県出身のスポーツ選手を応援しようと、富山市大島の三寿苑デイサービスセンターの利用者が、大相撲の朝乃山関と米プロバスケットボールリーグNBAの八村塁選手のちぎり絵を作った。高さが1メートル以上ある大作で、写真と照らし合わせながら、半年以上かけてこつこつと作り上げた。

 三寿苑デイサービスセンターは年2回、県内の福祉施設などの利用者による合同作品展に出品している。昨年は県出身のスポーツ選手の活躍が目覚ましかったことを受け、職員が朝乃山関と八村選手のちぎり絵を作って展示することを提案した。

 80、90代の利用者が中心となって昨年5月ごろから作り始めた。午前中の入浴後や昼食後の合間を縫って、1日約1時間、制作に励んだ。

 写真と見比べながら、陰影やユニホーム、化粧まわしも再現し、朝乃山関は11月、八村選手は12月に完成した。デイサービスフロアの廊下に飾り、利用者やその家族、施設内にある特別養護老人ホームの入所者が眺めている。
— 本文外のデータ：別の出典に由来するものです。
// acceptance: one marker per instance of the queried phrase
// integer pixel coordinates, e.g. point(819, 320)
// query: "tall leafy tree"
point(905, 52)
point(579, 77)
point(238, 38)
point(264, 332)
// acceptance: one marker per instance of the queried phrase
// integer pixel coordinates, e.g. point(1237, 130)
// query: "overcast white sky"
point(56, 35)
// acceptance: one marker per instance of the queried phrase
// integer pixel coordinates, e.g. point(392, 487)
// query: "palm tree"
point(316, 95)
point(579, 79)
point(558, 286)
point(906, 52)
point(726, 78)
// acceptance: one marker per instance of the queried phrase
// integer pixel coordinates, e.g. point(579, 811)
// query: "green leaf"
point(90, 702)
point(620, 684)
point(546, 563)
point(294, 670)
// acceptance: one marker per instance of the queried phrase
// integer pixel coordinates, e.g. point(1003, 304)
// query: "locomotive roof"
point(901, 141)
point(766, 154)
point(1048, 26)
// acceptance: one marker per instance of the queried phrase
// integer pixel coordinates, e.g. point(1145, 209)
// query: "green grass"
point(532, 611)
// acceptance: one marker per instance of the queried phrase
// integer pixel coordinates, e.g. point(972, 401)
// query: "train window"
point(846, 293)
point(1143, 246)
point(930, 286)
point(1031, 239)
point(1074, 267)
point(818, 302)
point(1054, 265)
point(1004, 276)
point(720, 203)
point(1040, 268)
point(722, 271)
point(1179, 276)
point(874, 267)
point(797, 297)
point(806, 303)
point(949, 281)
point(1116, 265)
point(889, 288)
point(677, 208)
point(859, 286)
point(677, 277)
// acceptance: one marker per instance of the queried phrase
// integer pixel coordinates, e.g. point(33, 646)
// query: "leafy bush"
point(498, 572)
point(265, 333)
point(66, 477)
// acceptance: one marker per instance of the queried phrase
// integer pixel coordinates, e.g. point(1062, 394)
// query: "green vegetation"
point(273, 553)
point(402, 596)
 朝乃山関の作品の上には星取り表を掲げ、利用者らが連日の勝敗を楽しみにしている。取組の時間が近づくと、共同スペースのテレビのチャンネルを相撲中継に切り替え、声援を送っている。

 制作の中心となっていた90代の女性は「朝乃山関がいい成績を残せるよう願いながら作った。横綱になってくれることが幸せ」と話した。